Colburn (computer science, U. of Minnesota-Duluth) has a doctorate in philosophy and an advanced degree in computer science; he's worked as a philosophy professor, a computer programmer, and a research scientist in artificial intelligence. Here he discusses the philosophical foundations of artificial intelligence; the new encounter of science and philosophy (logic, models of the mind and of reasoning, epistemology); and the philosophy of computer science (touching on math, abstraction, software, and ontology).
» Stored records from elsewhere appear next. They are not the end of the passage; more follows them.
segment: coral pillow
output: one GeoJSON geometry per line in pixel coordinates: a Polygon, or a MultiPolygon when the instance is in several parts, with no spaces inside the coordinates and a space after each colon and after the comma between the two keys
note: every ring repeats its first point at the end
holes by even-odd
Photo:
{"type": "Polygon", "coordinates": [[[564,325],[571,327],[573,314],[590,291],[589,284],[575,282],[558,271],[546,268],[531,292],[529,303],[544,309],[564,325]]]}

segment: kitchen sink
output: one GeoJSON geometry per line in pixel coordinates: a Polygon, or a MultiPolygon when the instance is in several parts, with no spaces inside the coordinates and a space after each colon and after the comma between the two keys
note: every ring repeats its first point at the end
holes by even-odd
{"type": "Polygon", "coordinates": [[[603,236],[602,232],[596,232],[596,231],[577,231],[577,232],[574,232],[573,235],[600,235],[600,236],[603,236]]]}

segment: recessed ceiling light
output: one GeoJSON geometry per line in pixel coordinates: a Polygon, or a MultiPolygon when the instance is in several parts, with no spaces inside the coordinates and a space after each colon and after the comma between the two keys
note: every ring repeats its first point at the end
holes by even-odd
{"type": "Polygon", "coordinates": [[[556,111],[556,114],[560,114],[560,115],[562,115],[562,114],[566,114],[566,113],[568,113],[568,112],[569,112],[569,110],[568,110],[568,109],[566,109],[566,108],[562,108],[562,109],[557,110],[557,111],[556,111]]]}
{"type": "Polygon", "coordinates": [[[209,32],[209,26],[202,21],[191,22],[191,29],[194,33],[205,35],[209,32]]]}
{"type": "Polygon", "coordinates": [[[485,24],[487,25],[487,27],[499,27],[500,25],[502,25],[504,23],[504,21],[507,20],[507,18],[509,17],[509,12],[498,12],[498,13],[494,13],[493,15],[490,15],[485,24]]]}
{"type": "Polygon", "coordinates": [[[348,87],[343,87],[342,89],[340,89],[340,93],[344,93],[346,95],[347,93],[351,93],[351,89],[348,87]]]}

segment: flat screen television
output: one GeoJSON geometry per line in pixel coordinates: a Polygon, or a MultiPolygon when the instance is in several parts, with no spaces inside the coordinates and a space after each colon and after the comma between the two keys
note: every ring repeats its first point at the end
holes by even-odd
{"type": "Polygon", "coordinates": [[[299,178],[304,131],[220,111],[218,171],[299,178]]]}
This book is about nature considered as the totality of physical existence, the universe, and our present day attempts to understand it. If we see the universe as a network of networks of computational processes at many different levels of organization, what can we learn about physics, biology, cognition, social systems, and ecology expressed through interacting networks of elementary particles, atoms, molecules, cells, (and especially neurons when it comes to understanding of cognition and intelligence), organs, organisms and their ecologies? Regarding our computational models of natural phenomena Feynman famously wondered: “Why should it take an infinite amount of logic to figure out what one tiny piece of space/time is going to do?” Phenomena themselves occur so quickly and automatically in nature. Can we learn how to harness nature’s computational power as we harness its energy and materials? This volume includes a selection of contributions from the Symposium on Natural Computing/Unconventional Computing and Its Philosophical Significance, organized during the AISB/IACAP World Congress 2012, held in Birmingham, UK, on July 2-6, on the occasion of the centenary of Alan Turing’s birth. In this book, leading researchers investigated questions of computing nature by exploring various facets of computation as we find it in nature: relationships between different levels of computation, cognition with learning and intelligence, mathematical background, relationships to classical Turing computation and Turing’s ideas about computing nature - unorganized machines and morphogenesis. It addresses questions of information, representation and computation, interaction as communication, concurrency and agent models; in short this book presents natural computing and unconventional computing as extension of the idea of computation as symbol manipulation.